La CFDT « prête à redéfinir le 0,9 % en échange de contraintes très fortes »

6 décembre
2013

« Nous ne pouvons que regretter les divergences entre organisations patronales et pour notre part, nous sommes dans la proposition constructive ». Marie-Andrée Seguin, secrétaire nationale de la CFDT, défend 33 préconisations de son organisation syndicale (voir notre article dans cette édition) et réfute l’idée de «  contre-projet » aux textes qui divisent le monde patronal entre Medef/UPA et CGPME. Pour le Quotidien de la Formation, elle revient sur ces dissensions et évoque la vision du financement par la CFDT.

« Financer autrement la formation professionnelle » : le titre du chapitre qui fait débat dans les négociations montre que la CFDT est sur une ligne d’évolution puisque l’adverbe « autrement » est mis en valeur, précise dans un entretien accordé vendredi 29 novembre. Elle souhaite valoriser la formation « comme des dépenses d’investissement » et, précise-t-elle «  investissement dans le « capital » humain, dans l’acquisition de compétences pour l’entreprise, et dans les compétences pour le salarié  ».

Abandonner le 0,9 % (proposition du Medef/Upa) ?

« L’obligation légale de 0,9 % pour le plan de formation pourrait être redéfinie à condition que la simplification qui en résulte pour l’entreprise, soit mise à profit pour améliorer l’efficacité de la formation professionnelle » (proposition 21). Ce que Marie-Andrée Seguin traduit par « nous n’abandonnons pas le 0,9 %, et si nous sommes prêts à le redéfinir, nous souhaitons en échange des contraintes très fortes ». Dans cette proposition, l’utilisation du conditionnel ouvre le champ de la négociation autour « de la responsabilité de l’employeur ». Aussitôt précisée par Marie-Andrée Seguin : «  cette redéfinition du 0,9 % ne pourrait se faire que dans un cadre contraint pour permettre au salarié de bénéficier des différents dispositifs ».

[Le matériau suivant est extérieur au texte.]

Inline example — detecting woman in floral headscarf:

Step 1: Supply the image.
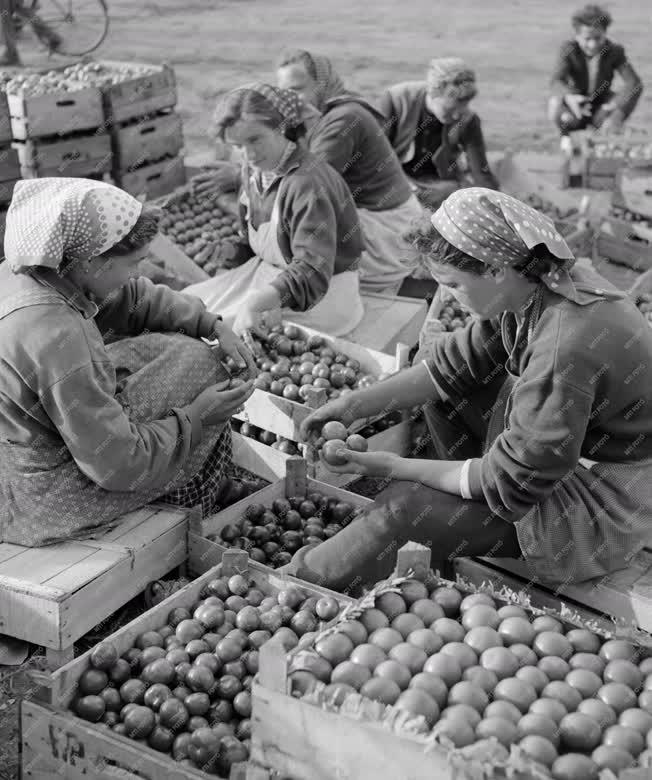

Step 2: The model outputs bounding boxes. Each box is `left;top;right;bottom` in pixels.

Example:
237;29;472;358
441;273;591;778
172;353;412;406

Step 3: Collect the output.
0;178;255;546
185;84;363;335
381;57;498;207
282;187;652;590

Mutualisation du financement (proposition de la CGPME) ?
La proposition 28 va dans le sens de la mutualisation de la « contribution obligatoire » mais - et la nuance est importante - veut la « cibler ». La CFDT la soumet donc à un accord national interprofessionnel pour les TPE, les demandeurs d’emploi, les jeunes et les personnes souffrant d’illettrisme et éloignées des compétences de base. La professionnalisation est aussi soumise à un accord de branche ou des partenaires sociaux. «  L’accord national interprofessionnel est indispensable » aux conditions de financement, martèle Marie-Andrée Seguin. « Nous l’associons à une durée de trois ans au maximum et à une obligation de « revoyure » ».

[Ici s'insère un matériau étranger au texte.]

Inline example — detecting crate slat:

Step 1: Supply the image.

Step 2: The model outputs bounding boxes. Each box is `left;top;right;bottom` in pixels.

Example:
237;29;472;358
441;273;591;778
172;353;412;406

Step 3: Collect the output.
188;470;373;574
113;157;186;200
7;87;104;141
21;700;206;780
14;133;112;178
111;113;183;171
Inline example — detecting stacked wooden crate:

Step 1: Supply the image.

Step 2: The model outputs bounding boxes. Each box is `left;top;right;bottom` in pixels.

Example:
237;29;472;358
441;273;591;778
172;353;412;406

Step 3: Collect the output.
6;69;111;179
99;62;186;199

Avec son texte, la CFDT refuse de prendre position dans la querelle des organisations patronales : « une négociation n’est pas une bagarre texte contre texte pour faire valoir ses intérêts ». Marie-Andrée Seguin leur laisse une ultime chance de trouver une solution. Elle indique que son organisation veut « repenser différemment » la formation professionnelle et s’exonérer des schémas anciens : « surtout, nous voulons éviter que les mécanismes de refinancement se reproduisent », conclut-elle.

Claire Padych
Article paru dans Le Quotidien de la Formation du 2 décembre 2013.